Asthma in Children
Asthma is the most common chronic condition of childhood. Children with asthma tend to have symptoms that come and go. Allergens may set off a flare-up one day, and then another day they will not. Second-hand smoke is a dangerous asthma trigger for children often causing flare ups. Children tend to ‘grow out’ of asthma during puberty.
Affecting around 10% of the population in Australia, Asthma makes it harder to breathe, as a result of various triggers such as inflammation, constriction and extra mucous. The majority of children have mild or very mild asthma.
Be sure to keep track of your child’s asthma symptoms. It’s vital to accurately inform your doctor and ensure they receive the most effective treatment. Make a note of the symptoms – are they:
- what are the triggers that seem to make the asthma worse
- how often do they need their reliever puffer
- how often do they use their preventer puffer
- are they taking any other medications
Who can help you manage your child’s asthma?
- Your doctor – may prepare an Asthma Action Plan, help determine asthma triggers, discuss medication options and frequency of checkups.
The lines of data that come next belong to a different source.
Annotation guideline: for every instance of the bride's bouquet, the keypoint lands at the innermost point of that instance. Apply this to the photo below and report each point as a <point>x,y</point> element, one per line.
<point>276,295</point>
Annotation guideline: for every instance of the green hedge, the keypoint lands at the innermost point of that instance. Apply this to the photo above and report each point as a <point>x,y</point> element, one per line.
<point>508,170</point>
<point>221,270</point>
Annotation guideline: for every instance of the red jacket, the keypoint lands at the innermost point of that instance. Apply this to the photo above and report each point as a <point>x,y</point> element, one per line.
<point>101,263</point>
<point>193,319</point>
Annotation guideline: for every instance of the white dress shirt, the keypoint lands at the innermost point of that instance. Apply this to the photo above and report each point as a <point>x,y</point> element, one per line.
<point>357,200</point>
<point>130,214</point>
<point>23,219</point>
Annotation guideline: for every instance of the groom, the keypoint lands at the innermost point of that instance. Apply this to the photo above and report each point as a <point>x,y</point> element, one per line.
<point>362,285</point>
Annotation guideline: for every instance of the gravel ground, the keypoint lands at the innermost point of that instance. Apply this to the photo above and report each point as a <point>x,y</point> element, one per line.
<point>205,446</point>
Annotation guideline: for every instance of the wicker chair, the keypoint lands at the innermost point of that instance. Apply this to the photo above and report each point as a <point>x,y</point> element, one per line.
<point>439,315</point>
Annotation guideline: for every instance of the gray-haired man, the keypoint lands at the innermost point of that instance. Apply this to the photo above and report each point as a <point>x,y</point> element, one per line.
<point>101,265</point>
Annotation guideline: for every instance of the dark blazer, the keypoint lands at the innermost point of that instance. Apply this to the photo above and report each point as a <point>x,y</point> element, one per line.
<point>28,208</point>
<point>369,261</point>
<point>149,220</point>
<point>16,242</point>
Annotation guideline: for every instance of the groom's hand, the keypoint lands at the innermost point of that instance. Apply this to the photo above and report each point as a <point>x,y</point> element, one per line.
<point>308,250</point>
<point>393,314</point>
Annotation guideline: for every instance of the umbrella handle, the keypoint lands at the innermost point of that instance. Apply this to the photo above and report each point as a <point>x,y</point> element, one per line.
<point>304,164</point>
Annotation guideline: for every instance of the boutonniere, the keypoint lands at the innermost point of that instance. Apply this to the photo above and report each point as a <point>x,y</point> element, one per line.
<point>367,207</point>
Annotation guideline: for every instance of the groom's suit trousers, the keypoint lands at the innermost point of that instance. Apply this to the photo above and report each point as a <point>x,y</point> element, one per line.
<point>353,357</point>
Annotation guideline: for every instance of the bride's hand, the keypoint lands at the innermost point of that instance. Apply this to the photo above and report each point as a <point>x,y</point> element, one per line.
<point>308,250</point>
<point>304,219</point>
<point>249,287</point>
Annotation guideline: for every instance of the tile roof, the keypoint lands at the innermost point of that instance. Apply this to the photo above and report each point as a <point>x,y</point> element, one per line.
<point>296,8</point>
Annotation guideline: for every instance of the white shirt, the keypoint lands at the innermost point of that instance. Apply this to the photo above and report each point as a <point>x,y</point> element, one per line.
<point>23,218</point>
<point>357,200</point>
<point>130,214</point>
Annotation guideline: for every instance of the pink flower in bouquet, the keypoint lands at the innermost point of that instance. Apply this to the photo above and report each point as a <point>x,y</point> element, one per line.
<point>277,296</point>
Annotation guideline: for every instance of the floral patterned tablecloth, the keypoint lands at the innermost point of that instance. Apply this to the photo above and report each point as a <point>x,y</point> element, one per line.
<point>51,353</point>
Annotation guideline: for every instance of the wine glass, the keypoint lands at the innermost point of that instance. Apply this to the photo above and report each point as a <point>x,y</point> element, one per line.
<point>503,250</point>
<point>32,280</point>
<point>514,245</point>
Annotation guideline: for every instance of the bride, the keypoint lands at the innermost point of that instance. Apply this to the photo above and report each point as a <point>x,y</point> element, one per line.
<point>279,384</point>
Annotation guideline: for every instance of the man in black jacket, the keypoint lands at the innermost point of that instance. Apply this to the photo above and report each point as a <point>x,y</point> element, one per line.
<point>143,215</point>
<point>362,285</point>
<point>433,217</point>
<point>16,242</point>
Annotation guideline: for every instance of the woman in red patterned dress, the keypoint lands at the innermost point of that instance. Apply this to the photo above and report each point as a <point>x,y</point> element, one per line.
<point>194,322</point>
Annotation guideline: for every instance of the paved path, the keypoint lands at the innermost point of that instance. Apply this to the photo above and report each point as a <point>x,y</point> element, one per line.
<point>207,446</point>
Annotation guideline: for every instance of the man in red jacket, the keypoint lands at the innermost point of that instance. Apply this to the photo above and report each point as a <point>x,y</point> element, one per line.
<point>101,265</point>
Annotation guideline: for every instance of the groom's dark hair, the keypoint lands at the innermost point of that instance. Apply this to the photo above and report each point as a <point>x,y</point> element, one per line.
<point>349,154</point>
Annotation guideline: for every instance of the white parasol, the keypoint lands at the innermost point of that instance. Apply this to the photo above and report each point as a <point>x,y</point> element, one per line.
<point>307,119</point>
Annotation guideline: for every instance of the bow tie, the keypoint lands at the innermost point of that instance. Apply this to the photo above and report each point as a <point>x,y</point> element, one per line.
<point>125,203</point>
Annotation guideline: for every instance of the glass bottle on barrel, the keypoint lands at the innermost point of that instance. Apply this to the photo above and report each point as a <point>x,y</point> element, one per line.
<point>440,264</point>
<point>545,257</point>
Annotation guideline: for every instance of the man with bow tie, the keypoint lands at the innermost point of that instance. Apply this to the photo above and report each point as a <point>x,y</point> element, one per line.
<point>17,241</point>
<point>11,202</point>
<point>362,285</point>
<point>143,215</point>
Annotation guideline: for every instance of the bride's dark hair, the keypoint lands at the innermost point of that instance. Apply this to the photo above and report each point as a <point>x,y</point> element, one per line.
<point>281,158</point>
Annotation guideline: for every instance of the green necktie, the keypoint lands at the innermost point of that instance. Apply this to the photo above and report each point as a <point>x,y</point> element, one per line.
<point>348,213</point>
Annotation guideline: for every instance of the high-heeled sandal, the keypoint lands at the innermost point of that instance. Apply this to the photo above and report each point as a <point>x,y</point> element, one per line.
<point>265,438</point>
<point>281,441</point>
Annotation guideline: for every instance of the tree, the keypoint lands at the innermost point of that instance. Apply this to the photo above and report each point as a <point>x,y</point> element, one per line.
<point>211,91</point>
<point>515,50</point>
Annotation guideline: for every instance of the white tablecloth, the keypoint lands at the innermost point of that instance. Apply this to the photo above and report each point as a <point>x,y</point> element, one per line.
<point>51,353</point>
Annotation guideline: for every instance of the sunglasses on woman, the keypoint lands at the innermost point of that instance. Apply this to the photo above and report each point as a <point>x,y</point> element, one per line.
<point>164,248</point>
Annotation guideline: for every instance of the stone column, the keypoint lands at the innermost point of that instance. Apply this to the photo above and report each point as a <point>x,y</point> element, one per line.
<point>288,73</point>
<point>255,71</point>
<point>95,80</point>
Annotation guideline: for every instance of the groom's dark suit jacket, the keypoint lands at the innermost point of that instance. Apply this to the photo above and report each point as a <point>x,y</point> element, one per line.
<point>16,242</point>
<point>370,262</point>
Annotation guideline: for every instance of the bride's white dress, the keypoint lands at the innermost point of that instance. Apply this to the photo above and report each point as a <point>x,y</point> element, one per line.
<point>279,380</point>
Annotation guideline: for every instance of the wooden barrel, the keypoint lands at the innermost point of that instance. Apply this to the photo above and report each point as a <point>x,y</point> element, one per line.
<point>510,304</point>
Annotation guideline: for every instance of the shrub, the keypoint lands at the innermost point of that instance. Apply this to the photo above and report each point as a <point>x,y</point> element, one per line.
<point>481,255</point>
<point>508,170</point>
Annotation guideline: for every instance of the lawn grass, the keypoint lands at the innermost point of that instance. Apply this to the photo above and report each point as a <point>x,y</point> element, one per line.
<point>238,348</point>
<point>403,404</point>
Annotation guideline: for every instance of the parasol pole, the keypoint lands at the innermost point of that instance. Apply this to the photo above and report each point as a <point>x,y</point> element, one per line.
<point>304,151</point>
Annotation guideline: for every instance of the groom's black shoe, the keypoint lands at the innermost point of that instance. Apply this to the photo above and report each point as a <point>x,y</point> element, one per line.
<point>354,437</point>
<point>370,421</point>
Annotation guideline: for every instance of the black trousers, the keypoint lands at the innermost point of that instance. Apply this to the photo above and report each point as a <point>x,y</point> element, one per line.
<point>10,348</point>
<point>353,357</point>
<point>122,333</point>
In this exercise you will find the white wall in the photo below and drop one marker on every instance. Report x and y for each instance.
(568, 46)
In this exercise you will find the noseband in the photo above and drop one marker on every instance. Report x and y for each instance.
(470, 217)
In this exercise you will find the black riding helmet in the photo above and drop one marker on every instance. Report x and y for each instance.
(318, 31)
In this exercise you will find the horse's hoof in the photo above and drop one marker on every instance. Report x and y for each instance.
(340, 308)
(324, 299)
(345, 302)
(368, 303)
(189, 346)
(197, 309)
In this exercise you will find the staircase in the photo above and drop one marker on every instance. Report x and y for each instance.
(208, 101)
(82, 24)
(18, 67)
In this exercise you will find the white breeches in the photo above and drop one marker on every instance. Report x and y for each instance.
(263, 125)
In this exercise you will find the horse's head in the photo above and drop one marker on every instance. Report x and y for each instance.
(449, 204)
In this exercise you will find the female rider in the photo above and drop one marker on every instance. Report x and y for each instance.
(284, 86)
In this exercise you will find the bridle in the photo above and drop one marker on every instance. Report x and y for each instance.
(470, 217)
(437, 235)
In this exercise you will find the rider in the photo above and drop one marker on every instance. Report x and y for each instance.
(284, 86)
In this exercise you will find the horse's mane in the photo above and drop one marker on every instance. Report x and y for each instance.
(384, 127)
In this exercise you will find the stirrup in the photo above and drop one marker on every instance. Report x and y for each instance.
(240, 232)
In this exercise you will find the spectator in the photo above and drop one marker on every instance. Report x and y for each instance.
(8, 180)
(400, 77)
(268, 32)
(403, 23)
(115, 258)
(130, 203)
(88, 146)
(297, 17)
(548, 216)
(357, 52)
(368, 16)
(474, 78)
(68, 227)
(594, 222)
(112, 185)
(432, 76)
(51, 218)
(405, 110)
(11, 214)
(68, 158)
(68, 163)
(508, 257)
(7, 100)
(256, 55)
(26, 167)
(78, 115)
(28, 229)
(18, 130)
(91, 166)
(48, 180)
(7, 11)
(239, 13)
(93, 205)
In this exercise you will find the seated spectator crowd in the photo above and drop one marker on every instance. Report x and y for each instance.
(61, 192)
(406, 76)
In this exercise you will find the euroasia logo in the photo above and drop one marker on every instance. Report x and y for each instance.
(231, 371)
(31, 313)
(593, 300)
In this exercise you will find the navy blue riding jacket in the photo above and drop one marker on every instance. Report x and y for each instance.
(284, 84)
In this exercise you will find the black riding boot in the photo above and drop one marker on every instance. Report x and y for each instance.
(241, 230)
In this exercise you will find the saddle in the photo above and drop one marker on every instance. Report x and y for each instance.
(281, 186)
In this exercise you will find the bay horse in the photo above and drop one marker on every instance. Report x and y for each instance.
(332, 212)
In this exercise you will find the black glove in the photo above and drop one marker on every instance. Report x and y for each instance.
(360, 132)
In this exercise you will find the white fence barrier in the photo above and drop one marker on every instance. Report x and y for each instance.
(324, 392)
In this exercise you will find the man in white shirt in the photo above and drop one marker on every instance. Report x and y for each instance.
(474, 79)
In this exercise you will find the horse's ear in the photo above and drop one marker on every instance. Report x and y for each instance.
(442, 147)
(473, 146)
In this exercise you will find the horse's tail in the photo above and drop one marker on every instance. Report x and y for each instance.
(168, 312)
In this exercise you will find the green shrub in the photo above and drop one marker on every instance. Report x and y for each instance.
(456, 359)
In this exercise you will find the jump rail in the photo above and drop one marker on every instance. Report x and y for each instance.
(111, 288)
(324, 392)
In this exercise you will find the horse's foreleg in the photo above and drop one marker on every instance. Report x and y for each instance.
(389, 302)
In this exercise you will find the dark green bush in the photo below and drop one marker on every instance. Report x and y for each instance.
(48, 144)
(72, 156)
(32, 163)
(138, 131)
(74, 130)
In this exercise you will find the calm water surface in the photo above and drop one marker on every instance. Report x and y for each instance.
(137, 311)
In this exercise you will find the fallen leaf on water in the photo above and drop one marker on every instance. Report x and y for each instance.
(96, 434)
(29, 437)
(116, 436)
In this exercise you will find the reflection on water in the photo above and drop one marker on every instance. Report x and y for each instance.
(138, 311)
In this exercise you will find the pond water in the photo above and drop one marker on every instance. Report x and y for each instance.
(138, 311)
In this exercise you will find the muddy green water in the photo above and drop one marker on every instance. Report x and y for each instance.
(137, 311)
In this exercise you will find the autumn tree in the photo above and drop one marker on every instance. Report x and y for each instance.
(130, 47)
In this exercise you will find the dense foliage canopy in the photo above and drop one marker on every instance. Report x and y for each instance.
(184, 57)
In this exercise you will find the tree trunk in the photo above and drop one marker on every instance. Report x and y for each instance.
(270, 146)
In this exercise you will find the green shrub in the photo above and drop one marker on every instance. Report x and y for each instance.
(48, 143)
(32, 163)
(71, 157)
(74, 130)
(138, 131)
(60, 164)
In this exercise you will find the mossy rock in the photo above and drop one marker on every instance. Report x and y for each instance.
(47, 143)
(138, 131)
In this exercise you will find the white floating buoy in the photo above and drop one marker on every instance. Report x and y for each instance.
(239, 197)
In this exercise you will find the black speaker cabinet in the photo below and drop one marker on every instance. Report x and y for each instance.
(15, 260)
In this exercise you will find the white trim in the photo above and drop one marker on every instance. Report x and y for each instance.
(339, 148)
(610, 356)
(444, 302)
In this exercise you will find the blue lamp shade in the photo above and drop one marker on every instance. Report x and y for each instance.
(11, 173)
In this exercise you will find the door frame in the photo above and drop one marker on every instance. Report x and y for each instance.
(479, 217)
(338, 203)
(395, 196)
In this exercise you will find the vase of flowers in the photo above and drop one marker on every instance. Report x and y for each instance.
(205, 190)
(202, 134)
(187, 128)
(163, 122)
- Our friendly Practice nurses can assist you and your child with correct inhaler / spacer technique
- A specialist may need to be involved if your child’s asthma is hard to control or their symptoms become severe.
Asthma Action Plan
An Asthma Action Plan is prepared by your doctor or nurse and outlines what you need to do to help your child remain in control of their asthma. The plan includes information on:
- The medication your child needs to take, and the dosages
- How to tell if your child’s asthma is getting worse
- What to do if your child has an asthma attack
Asthma Actions Plans are updated every 6-12 months.
We can help to identify asthma triggers by conducting Allergy Testing at the practice for children over 2 years old.